Die Rede ist von den sogenannten Recurring Slope Lineae (RSL), zu Deutsch etwa “wiederkehrende Hanglinien”, die man seit ca. 5 Jahren auf dem Mars beobachtet. Das sind, wie der Name schon andeutet, dunkle Streifen an steilen Hängen auf dem Mars, welche periodisch verblassen und dann wiederkehren; zum Teil Hunderte von Metern lang und immerhin einige Meter breit. Die meisten dieser RSL wurden im Valles Marineris entdeckt. Insgesamt zählte man marsweit allerdings schon über 450. Die Forscher vermuten unter anderem, dass es sich dabei um Wasser handelt, welches bei Wärme taut und die Hänge hinab sickert, um bei Kälte wieder zu gefrieren. Es kommt eventuell aber auch Wasserdampf aus der Atmosphäre als Ursache für das Phänomen in Frage.

Sei es, dass man frühere Wasservorkommen nachweisen kann, sei es, dass sie aktuell noch vorhanden sind: Wasser in sämtlichen Aggregatzuständen ist bekanntlich ein entscheidendes Kriterium bei der Suche nach Leben oder dessen Überresten auf anderen Himmelskörpern. Alles prima, könnte man also denken. Wo ist denn bitte das Problem? Hier ein vielversprechendes Gebiet, dort ein Rover, der es analysieren könnte. Da kann man doch gleich mal graben gehen!

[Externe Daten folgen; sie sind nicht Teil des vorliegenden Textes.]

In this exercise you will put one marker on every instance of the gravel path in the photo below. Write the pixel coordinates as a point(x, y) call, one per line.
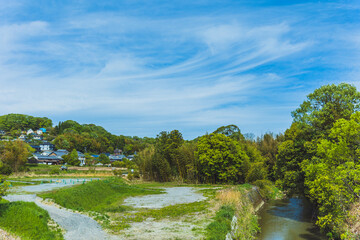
point(77, 226)
point(6, 236)
point(175, 195)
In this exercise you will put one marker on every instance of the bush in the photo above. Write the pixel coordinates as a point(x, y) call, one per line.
point(117, 173)
point(5, 170)
point(130, 176)
point(27, 220)
point(221, 224)
point(54, 172)
point(257, 172)
point(118, 164)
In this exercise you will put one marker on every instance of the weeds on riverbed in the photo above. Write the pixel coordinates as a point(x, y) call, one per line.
point(229, 203)
point(28, 221)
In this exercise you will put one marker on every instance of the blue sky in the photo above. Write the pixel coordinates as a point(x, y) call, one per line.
point(141, 67)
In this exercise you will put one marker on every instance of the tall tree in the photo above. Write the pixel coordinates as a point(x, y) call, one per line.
point(221, 159)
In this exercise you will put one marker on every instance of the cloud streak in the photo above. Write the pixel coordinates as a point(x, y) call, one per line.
point(140, 74)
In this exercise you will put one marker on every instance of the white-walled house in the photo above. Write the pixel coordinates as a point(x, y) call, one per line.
point(39, 132)
point(46, 146)
point(30, 131)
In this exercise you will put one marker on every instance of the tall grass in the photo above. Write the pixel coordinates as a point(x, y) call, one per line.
point(232, 202)
point(27, 221)
point(100, 196)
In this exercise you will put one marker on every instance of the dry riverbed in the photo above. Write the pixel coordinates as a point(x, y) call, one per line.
point(80, 226)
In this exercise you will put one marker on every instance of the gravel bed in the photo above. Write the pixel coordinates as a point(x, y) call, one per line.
point(175, 195)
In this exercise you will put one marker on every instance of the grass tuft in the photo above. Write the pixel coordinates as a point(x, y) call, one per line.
point(27, 221)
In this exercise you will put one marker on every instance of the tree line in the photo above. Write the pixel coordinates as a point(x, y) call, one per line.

Ganz so einfach ist es aber leider nicht. Ähnlich wie bei Star Treks “Oberster Direktive” verbieten auch irdische Planetary-Protection Protocols, abgestuft nach Ziel und Art der Mission, Leben von der Erde auf anderen Himmelsköpern dauerhaft einzuführen, dortiges Leben zu verändern, zu stören oder gar zu vernichten. Genau das ist aber leider die Gefahr bei Curiosity: Er wurde seinerzeit nur teilweise sterilisiert. Vollständiges Sterilisieren hätte Strahlung erfordert, welche die Elektronik irreparabel beschädigt. Dass er nicht in die Nähe der Lineae darf, war natürlich von vornherein klar. Dass er sich aber, wie geschehen, unverhofft dennoch in der Nähe von ein paar Dutzend zumindest potenzieller RSL wiederfinden würde, ahnte bei den Vorbereitungen für die Mission niemand.

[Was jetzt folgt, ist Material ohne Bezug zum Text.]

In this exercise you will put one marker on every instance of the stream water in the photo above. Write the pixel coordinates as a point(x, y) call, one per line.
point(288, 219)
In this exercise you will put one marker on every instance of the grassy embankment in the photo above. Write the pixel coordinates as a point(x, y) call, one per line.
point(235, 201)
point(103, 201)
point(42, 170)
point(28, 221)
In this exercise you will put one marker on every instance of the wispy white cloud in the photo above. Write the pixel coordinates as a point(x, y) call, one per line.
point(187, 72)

Ob die von Curiosity fotografierten Streaks nun tatsächlich RSL sind, muss sich erst noch herausstellen. Wenn dies jedoch der Fall sein und sich in den RSL auch nur Spuren von Leben befinden sollten, wäre es möglich, dass der kleine irdische Rover die Gegend unabsichtlich kontaminiert. Dafür müsste er nicht einmal direkt auf den RSL herumfahren, sondern es reicht eventuell schon aus, wenn er sich in der Nähe befindet und der Wind in die falsche Richtung bläst.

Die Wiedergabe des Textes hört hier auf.